Another alternative on the table for Bok coach Jacques Nienaber is for a Bok Probables to play against a Possibles in one or two matches.
As said, the Lions play Japan, then the Golden Lions on July 3 in Johannesburg followed in quick succession by the Sharks, Bulls, SA A and the Stormers, with there being two games a week and no break before the first Test.
Lions coach Warren Gatland does not have the luxury of time to work out his best starting 15 and bench. Past Lions tours have stretched well across two months, this one will be finished in just over a month.

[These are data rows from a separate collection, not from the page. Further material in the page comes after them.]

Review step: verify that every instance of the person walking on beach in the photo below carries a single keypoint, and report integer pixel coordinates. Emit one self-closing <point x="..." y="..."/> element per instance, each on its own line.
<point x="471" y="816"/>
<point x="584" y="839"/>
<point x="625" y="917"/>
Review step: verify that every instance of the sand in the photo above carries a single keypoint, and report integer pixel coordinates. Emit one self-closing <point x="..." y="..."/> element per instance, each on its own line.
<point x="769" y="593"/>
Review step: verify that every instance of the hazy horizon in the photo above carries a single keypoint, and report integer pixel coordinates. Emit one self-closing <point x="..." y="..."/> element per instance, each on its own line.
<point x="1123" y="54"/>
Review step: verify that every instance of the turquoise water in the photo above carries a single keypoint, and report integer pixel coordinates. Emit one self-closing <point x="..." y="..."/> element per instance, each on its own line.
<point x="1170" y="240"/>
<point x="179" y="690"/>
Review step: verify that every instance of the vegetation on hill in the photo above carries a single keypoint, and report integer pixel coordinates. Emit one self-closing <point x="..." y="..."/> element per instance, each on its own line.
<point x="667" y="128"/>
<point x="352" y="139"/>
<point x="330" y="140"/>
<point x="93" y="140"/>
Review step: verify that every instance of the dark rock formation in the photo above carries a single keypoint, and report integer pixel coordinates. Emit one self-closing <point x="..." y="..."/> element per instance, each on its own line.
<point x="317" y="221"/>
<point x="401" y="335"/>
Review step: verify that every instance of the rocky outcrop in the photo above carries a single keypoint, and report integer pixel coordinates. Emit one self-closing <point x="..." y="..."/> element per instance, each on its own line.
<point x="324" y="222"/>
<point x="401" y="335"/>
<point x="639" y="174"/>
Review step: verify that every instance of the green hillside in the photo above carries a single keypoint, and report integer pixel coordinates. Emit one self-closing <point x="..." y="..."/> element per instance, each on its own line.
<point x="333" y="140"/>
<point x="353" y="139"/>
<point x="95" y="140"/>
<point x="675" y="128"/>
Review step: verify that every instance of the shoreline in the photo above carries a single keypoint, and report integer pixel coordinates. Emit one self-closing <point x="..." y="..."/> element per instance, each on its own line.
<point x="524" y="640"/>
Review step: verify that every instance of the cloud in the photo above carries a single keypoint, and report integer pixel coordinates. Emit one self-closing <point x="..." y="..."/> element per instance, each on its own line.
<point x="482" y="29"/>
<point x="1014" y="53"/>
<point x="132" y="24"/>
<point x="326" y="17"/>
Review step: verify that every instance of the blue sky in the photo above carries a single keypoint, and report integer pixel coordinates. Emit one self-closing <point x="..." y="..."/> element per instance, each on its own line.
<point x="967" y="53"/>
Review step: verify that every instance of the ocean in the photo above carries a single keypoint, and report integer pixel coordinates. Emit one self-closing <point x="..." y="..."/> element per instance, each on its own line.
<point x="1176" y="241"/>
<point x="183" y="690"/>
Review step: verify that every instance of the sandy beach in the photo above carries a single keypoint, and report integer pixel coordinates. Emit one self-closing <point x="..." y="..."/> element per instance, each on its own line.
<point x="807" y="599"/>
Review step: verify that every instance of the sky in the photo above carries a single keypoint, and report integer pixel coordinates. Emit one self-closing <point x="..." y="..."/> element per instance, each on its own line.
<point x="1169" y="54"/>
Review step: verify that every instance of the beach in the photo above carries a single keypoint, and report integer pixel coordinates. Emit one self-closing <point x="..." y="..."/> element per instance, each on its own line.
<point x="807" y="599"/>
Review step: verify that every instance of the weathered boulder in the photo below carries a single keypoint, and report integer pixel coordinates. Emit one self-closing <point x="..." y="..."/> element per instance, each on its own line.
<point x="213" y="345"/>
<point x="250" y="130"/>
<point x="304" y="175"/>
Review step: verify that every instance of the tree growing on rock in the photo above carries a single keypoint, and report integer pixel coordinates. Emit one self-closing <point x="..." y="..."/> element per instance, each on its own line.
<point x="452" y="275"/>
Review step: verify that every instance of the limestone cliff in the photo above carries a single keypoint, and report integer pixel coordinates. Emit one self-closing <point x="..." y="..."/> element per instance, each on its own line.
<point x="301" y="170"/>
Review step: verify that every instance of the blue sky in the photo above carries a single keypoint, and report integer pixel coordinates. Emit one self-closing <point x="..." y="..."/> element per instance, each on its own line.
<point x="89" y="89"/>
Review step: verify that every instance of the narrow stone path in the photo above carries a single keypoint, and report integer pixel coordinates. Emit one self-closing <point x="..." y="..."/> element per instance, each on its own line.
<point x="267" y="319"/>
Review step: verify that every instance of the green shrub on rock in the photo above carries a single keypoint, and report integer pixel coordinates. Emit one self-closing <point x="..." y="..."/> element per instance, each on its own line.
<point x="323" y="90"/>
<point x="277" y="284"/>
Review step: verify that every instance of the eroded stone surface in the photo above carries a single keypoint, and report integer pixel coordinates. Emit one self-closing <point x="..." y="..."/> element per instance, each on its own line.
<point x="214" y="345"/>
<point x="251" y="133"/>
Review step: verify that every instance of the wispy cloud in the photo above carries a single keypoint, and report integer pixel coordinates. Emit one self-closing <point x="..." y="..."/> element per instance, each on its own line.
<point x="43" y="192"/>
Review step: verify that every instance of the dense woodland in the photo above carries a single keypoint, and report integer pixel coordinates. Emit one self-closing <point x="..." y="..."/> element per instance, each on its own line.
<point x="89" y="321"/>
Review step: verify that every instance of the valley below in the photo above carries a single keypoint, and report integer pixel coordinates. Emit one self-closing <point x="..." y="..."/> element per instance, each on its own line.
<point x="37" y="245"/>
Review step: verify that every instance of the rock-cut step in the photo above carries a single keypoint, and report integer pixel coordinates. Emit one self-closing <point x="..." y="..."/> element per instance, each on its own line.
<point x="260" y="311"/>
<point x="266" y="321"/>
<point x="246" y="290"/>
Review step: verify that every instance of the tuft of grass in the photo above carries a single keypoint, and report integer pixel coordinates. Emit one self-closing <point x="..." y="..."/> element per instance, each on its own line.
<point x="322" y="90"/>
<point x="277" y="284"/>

Gatland has to hit the ground running, he has little room for error in finding his right combinations and then getting it match practice.
Perhaps the telling advantage the Boks have is that although they haven’t played for 18 months, Nienaber will be picking close to the same team that won the World Cup, and that side started coming together when Rassie Erasmus started coaching the Boks in June 2018, in the home series against Eddie Jones’ England.
You would imagine that it shouldn’t take the Boks long to gel again once they eventually get together, and Nienaber will be praying that some practice matches among themselves and the Tests against Georgia will do the job.
So looking at the likely schedules of the Boks and Lions, who is going to be able to sandwich in the most effective preparation? Nobody can answer that with certainty and we will probably only know when the final whistle is blown for the third Test on August 7.